Second, several stakeholders are interested in more systematically examining whether there are specific NRS designs that are consistently sufficiently robust to start as ‘moderate’ rather than ‘low’ certainty in the traditional GRADE approach. Such an approach would allow for a ‘quick and dirty’ sorting of study designs, where stronger NRS designs would start off as ‘moderate’ certainty and weaker designs as ‘low’ certainty. Advantages would be a quicker and more user-friendly distinction between different levels of certainty, which is likely to be applicable by many Cochrane and non-Cochrane systematic reviewers; the initial rating could then be refined by risk of bias assessments, but would be less dependent on the use of a very sophisticated risk of bias tool, such as the ROBINS-I tool. The significant challenge, however, relates to which study designs and associated features merit starting in one category versus the other.60 61 Based on the results of our Delphi process and the consensus meeting, this option was generally supported by those concerned with inconsistent implementation of NRS risk of bias tools leading to overestimation of certainty, especially given the novelty of the tools and varying levels of expertise in using them.62 However, we do not recommend this approach until future research conclusively establishes such a set of acceptable NRS designs.

Conclusion

This primer provides a concise discussion of how to incorporate a complexity perspective when applying the GRADE approach in systematic reviews estimating the effects of interventions in global health. Key considerations include: sources of complexity when framing the review questions, such as important dimensions of context and implementation and other potential mediators and moderators of effect; a choice of a threshold or a range that matches the needs of intended users of their review, assessment of evidence from NRS designs and the criteria within each GRADE domain for rating certainty (see table 3). Suggested future work involves investigating the feasibility of (1) a domain on the coherence of evidence across the hypothesised causal pathway of an intervention, which may not need to be integrated into the GRADE ratings as it will apply at a higher, systematic review level beyond assessment of certainty of evidence in specific outcomes and (2) the identification of specific NRS designs that could start as ‘moderate’ rather than ‘low’ certainty.

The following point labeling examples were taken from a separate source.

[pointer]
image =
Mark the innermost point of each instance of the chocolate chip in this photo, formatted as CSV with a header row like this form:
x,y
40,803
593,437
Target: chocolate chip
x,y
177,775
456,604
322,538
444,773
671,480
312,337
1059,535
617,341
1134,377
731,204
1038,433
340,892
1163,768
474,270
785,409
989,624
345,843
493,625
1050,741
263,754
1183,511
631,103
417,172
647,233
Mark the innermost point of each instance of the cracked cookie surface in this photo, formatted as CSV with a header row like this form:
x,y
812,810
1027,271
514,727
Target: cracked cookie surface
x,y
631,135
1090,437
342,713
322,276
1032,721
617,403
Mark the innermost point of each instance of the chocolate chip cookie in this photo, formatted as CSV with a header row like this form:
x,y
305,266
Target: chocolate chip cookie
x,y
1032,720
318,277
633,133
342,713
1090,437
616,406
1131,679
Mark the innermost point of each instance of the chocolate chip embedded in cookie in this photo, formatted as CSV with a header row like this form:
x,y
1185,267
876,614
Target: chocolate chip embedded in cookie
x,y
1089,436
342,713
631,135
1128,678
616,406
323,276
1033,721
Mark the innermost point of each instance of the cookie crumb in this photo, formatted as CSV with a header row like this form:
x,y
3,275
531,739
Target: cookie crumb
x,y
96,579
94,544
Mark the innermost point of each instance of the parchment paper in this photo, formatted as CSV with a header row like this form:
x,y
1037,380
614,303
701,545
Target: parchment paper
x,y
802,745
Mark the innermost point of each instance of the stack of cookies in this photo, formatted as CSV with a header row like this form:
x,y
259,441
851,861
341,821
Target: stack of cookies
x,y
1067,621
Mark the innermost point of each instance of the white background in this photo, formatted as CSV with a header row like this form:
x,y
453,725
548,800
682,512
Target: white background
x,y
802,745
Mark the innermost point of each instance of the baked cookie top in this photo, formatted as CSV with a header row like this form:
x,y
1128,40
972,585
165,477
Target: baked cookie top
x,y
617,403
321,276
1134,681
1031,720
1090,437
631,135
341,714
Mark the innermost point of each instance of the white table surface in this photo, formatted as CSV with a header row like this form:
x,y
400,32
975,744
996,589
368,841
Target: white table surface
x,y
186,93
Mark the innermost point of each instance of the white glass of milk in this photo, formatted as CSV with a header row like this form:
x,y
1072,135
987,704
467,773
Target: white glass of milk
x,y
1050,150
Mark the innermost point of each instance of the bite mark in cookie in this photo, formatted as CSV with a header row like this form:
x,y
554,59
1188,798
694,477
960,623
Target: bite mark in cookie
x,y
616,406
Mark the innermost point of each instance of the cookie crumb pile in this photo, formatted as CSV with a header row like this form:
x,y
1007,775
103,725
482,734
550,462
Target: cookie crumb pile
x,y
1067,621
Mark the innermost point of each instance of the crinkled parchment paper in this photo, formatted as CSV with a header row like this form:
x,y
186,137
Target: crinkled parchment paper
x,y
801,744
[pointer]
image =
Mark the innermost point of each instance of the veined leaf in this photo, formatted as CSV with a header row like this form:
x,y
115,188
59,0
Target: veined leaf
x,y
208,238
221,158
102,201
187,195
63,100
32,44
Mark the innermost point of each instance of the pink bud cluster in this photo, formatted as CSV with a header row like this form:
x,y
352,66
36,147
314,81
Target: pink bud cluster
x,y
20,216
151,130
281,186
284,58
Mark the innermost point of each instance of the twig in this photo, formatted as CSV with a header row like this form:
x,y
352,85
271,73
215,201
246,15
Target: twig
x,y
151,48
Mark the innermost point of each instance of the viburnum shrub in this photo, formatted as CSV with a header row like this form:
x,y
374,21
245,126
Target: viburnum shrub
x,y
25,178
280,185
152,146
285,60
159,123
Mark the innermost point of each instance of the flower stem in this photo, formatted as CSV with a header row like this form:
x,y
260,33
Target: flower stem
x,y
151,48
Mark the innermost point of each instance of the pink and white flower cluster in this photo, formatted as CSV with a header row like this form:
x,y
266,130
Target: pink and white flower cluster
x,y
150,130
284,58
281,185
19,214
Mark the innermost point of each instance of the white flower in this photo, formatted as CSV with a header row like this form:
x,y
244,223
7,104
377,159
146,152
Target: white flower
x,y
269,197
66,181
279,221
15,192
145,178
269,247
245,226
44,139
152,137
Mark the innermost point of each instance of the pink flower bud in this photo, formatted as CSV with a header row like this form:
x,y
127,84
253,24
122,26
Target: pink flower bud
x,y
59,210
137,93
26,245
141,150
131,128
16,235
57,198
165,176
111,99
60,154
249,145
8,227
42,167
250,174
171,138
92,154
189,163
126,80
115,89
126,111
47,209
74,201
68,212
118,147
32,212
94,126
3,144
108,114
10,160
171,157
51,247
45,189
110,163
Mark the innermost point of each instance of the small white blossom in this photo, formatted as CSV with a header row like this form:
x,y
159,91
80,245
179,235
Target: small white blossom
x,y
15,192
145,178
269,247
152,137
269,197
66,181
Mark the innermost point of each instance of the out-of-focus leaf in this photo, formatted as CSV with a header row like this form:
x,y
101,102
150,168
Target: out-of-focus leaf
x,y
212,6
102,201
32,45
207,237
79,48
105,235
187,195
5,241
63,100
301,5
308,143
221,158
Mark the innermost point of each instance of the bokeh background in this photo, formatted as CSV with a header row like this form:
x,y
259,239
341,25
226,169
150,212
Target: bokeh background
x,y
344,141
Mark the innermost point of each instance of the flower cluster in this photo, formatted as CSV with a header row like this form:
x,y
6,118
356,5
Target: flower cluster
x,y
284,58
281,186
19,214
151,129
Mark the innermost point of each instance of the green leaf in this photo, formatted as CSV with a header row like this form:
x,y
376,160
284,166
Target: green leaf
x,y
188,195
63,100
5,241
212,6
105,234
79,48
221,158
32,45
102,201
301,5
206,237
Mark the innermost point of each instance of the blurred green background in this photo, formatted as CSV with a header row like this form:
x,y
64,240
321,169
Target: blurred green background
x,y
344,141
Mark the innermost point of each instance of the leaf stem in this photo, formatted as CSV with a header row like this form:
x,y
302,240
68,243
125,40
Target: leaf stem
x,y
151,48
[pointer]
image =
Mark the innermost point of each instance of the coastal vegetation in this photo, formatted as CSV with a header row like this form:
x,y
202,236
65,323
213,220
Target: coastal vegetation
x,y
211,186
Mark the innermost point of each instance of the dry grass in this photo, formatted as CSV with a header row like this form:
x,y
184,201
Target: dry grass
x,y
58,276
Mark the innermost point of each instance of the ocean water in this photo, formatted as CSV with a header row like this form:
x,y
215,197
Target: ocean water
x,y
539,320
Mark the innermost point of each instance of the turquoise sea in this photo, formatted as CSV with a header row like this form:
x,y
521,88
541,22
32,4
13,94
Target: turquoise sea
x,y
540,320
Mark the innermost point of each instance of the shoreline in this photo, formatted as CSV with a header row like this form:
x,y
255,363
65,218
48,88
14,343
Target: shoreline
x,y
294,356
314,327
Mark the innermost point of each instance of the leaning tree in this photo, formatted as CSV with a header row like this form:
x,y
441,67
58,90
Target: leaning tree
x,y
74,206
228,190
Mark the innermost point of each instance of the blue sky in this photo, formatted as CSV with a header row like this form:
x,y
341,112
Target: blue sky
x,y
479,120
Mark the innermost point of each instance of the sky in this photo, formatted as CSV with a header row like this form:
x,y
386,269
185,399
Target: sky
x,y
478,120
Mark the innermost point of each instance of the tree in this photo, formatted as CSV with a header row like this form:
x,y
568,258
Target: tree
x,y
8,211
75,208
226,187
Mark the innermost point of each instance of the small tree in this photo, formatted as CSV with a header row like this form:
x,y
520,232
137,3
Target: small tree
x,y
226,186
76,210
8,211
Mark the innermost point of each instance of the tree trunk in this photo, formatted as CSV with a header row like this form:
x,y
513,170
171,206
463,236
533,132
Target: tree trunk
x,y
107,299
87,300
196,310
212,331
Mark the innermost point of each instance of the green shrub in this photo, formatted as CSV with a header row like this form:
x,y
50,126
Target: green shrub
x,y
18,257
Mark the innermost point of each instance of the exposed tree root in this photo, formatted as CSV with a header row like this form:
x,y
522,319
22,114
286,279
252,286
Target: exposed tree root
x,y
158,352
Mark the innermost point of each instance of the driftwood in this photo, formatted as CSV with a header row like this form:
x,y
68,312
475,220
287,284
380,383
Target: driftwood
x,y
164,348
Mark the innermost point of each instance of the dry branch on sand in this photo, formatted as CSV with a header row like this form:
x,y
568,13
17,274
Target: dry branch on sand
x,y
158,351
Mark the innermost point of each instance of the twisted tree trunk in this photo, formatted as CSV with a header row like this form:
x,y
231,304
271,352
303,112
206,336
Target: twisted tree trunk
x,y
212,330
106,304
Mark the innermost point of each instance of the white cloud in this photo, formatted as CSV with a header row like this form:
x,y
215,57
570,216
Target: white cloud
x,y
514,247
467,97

Researchers, including systematic reviewers, authors of HTA and guideline developers in global health should continue to report their experience using GRADE and this primer in reviews aiming to address sources of complexity. More examples of using GRADE are particularly needed for social interventions, interventions in LMIC contexts, assessments where meta-analysis may not be possible, in bodies of evidence with rigorous NRSs (as well as mixed bodies of evidence), and by researchers with varying degrees of experience in systematic reviewing and evidence assessment.

There is wide interest in finding ways to assess which interventions are effective and, equally, which ones are relevant and appropriate in diverse contexts. Using a complexity perspective can contribute to this. This discussion on considering the ‘complexity perspective’ in GRADE ratings provides a primer for systematic reviewers, authors of HTA and guideline developers to better assess evidence relating to complex interventions and systems, which could ultimately enhance the use of such evidence in global health policy and practice decisions.